Normalized Elo is objective for fixed testing condition but as all Elo measurements it still depends on the testing conditions (e.g. the book and the TC). This leads to the notion of (relative) sensitivity of the testing conditions.

vondele commented 4 years ago

yes, presumably normalized Elo is the right quantity to think about... just, can you point to a link that defines it, I need to refresh my memory?

I think the 'playing with sprt bounds' is actually going in that direction, since we have a natural number of games that seems reasonable (say 100k right now) to prove a patch is better than master.

vondele commented 4 years ago

OK found back the link to normalized Elo, posting here for future reference : http://hardy.uhasselt.be/Toga/normalized_elo.pdf

vondele commented 4 years ago

Actually, there is some link between normalized Elo and W/L ratio, which at least allows to 'compare patches on fishtest'.

If we look at the ratio of the normalized Elo of the two patches tested against a master (patches named a and b), under the assumption that w ~ l << d, and that both patches have a similar d (thus similar w,l), we can see that that t_0^a / t_0^b ~ (W^a / L^a - 1) / (W^b / L^b -1).

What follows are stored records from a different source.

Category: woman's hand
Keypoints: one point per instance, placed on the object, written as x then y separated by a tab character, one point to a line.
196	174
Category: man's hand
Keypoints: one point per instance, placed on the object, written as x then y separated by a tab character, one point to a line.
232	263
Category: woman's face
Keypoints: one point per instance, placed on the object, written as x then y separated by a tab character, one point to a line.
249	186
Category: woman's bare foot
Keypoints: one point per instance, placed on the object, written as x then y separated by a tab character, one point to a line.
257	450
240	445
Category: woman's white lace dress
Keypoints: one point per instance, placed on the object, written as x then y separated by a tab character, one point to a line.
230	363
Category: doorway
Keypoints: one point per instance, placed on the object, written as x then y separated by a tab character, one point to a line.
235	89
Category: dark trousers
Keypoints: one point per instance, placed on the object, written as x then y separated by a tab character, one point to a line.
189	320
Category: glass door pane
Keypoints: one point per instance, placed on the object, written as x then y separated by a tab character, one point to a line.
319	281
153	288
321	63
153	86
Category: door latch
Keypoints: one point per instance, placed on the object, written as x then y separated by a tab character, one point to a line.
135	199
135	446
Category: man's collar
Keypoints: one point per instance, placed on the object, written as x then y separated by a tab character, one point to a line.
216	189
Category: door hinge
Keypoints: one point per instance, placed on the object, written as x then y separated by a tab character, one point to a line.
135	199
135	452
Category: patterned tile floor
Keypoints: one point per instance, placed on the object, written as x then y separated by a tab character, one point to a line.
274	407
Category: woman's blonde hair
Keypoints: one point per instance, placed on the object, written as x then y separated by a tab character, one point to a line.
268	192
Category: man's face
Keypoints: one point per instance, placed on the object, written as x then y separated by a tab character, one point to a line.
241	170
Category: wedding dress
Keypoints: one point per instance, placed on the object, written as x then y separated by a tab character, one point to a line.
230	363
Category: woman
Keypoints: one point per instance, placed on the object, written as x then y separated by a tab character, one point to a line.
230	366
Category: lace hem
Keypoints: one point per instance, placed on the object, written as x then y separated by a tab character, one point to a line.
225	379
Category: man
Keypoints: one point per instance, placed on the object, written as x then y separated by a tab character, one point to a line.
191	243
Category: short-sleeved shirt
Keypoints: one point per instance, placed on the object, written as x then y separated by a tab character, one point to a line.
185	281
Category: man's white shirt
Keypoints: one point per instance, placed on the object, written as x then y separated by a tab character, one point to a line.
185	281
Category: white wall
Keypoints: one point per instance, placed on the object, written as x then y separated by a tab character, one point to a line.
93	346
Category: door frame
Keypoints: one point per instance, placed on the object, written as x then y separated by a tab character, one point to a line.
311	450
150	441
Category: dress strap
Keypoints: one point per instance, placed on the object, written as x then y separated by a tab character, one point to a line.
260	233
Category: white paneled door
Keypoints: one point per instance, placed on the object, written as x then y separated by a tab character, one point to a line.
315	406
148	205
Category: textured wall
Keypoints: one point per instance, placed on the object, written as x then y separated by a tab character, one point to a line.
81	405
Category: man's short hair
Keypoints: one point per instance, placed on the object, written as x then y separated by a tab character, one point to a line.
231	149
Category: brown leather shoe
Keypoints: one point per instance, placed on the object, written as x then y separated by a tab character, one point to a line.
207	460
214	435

So, if patch a has 4% more wins and patch b has 2% the normalized Elo of patch a will be twice that of patch b. (basically, the ratio of Eq. 2.8 in the above reference, with suitable simplification based on the assumptions and ignoring higher order terms).

Obviously, that doesn't change the fact that the normalized Elo is the more solid concept, but rationalizes looking at W/L ratios.

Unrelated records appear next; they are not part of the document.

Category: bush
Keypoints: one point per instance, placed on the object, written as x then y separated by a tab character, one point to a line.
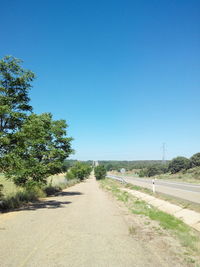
20	198
178	164
195	160
100	172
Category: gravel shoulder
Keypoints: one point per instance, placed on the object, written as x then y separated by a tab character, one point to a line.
83	226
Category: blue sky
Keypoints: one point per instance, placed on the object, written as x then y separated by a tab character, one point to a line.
124	74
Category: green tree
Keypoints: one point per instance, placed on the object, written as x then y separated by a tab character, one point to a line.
40	150
15	83
79	170
195	160
100	172
178	164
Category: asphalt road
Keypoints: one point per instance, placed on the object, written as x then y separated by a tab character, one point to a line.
80	227
185	191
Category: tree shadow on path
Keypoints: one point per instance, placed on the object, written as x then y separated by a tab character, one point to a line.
66	193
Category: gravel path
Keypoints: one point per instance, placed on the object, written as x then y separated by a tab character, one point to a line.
81	227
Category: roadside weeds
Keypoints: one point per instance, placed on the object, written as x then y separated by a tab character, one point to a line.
188	238
24	197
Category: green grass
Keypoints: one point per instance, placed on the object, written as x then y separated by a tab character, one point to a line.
14	197
187	236
8	186
174	200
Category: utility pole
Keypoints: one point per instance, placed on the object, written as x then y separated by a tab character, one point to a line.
163	153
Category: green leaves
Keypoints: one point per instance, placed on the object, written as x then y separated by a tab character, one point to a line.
40	150
14	88
100	172
79	171
32	147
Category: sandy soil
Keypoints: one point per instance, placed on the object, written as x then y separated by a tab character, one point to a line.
83	226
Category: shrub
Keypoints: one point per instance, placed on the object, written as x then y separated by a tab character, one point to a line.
100	172
178	164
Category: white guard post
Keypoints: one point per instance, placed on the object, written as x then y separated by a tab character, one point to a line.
153	186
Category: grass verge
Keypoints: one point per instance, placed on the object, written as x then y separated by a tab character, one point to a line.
174	200
188	237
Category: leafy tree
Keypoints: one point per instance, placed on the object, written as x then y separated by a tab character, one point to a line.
1	189
109	167
40	150
195	160
100	172
15	83
79	170
178	164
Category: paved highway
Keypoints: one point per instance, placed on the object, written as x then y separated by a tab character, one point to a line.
186	191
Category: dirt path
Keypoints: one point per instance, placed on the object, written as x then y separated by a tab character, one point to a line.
81	227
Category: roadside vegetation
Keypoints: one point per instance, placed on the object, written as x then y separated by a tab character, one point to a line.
180	168
79	170
188	238
33	147
100	172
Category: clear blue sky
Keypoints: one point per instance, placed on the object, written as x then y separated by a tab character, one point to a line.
124	74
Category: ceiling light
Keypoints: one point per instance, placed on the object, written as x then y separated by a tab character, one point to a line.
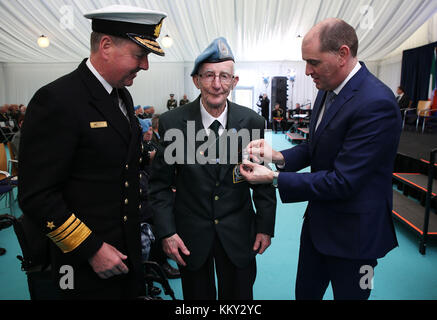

xoto10 commented 4 years ago

Any change that converts pairs of draws into pairs of win and loss would only make it more difficult to decide which of two engines is better. For example, 20 wins, 2 losses, 978 draws is a much stronger indication of superiority than 220 wins, 202 losses, 578 draws.

Sure. Under fishtest conditions results will be much less extreme than this, but I agree, draws must be important. e.g. 220 wins, 202 losses, 578 draws must be different from 220 wins, 202 losses, 9578 draws, although I must admit I have no idea which shows the clearest advantage without looking at a calculator.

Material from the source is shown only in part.